I can’t believe fonts still get released with mainly basic latin support. Languages that don’t use the latin script have a major disability here.
Well it is a font for programming (done mainly in latin script), by designers who speak and write languages that mainly use latin script, for a userbase that too prioritises latin script. I don’t think it’s ridiculous that basic latin support was the MVP.
I know people that use non-English languages with latin scripts use their language in code (because not every code is for international view). I think that programming is done mainly in latin script because latin script is all that’s available mainly. Besides, even if you do your programming in latin your data may be any script in Unicode.
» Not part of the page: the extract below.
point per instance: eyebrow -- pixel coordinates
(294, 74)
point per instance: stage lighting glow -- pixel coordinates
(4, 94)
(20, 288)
I believe MS is all in on i18n, but these things take time. It’s not as if there isn’t literally hundreds of other fonts available in the meantime, many of them that cover more than latin scripts.
It’s a work in progress, the font isn’t final. The linked post mentions a roadmap, which after some clicking around can be found here:
Indeed. I wonder if there’s a good reason not to merge wide covering fonts like Unifont with WIP fonts until more unicode blocks are implemented.
Doesn’t MS have a “replacement font” functionality, where missing glyphs are filled by a backup font?
I am totally sold on this font. I use it in IntelliJ, (g)vim/MacVim and iterm2. I used FireMono before for years, but this one is better!
no italics, I can’t consider this font. :)
I’m torn for this specific reason between Cascadia and Fira Code, but in the end, I have found that I’m not actually missing the italics for coding in the few places where I had previously used it. Your mileage may vary, and I’ve seen some very well-thought-out highlighting themes that would definitely suffer in a font without italics.